Par trois arrêts rendus le même jour, la Cour de cassation a enfin répondu clairement aux arguments de locataires imaginatifs, qui avaient tenté d’invoquer plusieurs fondements juridiques pour échapper à leur obligation de payer les loyers dus au titre de la période dite « protégée » (i.e. période au cours de laquelle les poursuites ou sanctions encourues en cas de non-paiement des loyers ont certes été neutralisées, mais les loyers demeuraient exigibles [1]) :
(i) Aux termes de l’article 1219 du Code civil, en cas d’inexécution suffisamment grave par l’une des parties de son obligation, l’autre peut refuser d’exécuter la sienne. La Cour de cassation a écarté cet argument en estimant que les bailleurs n’ont pas manqué à leur obligation de délivrance au cours des périodes pendant lesquelles les commerces non essentiels ont été fermés par décret gouvernemental, même si le locataire n’a pu exercer son activité commerciale.
(ii) Le régime relatif à la perte de la chose louée de l’article 1722 du Code civil permet, dans le cas où le bien loué est détruit en totalité par cas fortuit, de résilier le bail de plein droit ; si le bien n’est que partiellement détruit, le locataire a la possibilité de demander la diminution du prix ou la résolution du bail. Pour écarter l’application de ce régime, la Cour de cassation a souligné que la fermeture administrative des commerces était uniquement justifiée par le caractère non essentiel de l’activité exercée par les locataires. Dès lors, une telle mesure ne pouvait être assimilée à une perte du local loué.
(iii) Selon l’article 1218 du Code civil, la force majeure se caractérise par un empêchement d’exécution causé par un événement échappant au contrôle du débiteur, raisonnablement imprévisible au moment de la conclusion du contrat et dont les effets ne peuvent être évités par des mesures appropriées. Or, comme le précise la Cour de cassation, la force majeure ne s’appliquant pas au paiement d’une somme d’argent, elle ne peut être un argument permettant aux locataires de demander la résolution du contrat ou sa suspension.

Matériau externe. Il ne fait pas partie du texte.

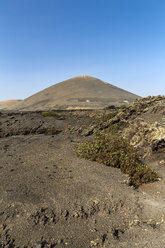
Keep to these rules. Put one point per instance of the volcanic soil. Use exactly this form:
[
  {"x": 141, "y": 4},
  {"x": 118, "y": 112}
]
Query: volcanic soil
[{"x": 52, "y": 198}]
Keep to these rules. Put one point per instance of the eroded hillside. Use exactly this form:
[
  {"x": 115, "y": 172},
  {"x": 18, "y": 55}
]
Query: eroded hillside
[{"x": 50, "y": 197}]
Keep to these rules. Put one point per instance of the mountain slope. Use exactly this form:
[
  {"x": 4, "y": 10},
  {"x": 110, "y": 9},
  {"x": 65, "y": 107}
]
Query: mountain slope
[{"x": 79, "y": 92}]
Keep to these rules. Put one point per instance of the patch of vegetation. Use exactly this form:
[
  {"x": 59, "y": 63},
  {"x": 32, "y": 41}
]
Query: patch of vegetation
[
  {"x": 106, "y": 116},
  {"x": 51, "y": 114},
  {"x": 112, "y": 150}
]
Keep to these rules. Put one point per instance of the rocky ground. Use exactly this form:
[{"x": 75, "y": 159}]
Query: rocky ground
[{"x": 52, "y": 198}]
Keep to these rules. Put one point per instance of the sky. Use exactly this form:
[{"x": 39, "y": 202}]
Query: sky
[{"x": 43, "y": 42}]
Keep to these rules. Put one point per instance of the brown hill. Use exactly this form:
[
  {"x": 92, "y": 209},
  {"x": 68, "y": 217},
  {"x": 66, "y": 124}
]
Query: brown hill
[
  {"x": 76, "y": 93},
  {"x": 8, "y": 103}
]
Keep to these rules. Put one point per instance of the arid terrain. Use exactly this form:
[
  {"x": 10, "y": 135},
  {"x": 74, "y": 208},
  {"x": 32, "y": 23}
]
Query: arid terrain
[
  {"x": 50, "y": 197},
  {"x": 82, "y": 92}
]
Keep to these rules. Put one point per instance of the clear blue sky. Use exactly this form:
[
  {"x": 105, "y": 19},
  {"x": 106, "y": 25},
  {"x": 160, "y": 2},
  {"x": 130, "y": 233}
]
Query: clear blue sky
[{"x": 43, "y": 42}]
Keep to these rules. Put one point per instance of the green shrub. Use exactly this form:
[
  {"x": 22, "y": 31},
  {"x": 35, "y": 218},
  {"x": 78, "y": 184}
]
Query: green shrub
[
  {"x": 51, "y": 114},
  {"x": 107, "y": 116},
  {"x": 112, "y": 150}
]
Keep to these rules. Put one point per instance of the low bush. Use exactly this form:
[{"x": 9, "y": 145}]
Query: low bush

En rejetant ces trois fondements, notamment l’exception d’inexécution et la perte de la chose louée, la Cour de cassation a pu indiquer que l’obligation de payer les loyers n’étaient pas sérieusement contestable.
Ainsi, au-delà du bien-fondé des arguments juridiques retenus par la Cour de cassation, cette dernière semble avoir poursuivi une logique économique. En effet, en prenant en compte l’importance des mesures d’aides financières dont ont pu bénéficier les locataires, la Cour de cassation a tranché en faveur des bailleurs.
Civ. 3e, 30 juin 2022, n°21-20.127 ; Civ. 3e, 30 juin 2022, n°21-20.127 ; Civ. 3e, 30 juin 2022, n°21-19.889
[1] Cf. article 4 de l’ordonnance n°2020-316 du 25 mars 2020 et article 14 de la Loi n°2020-1379 du 14 novembre 2020.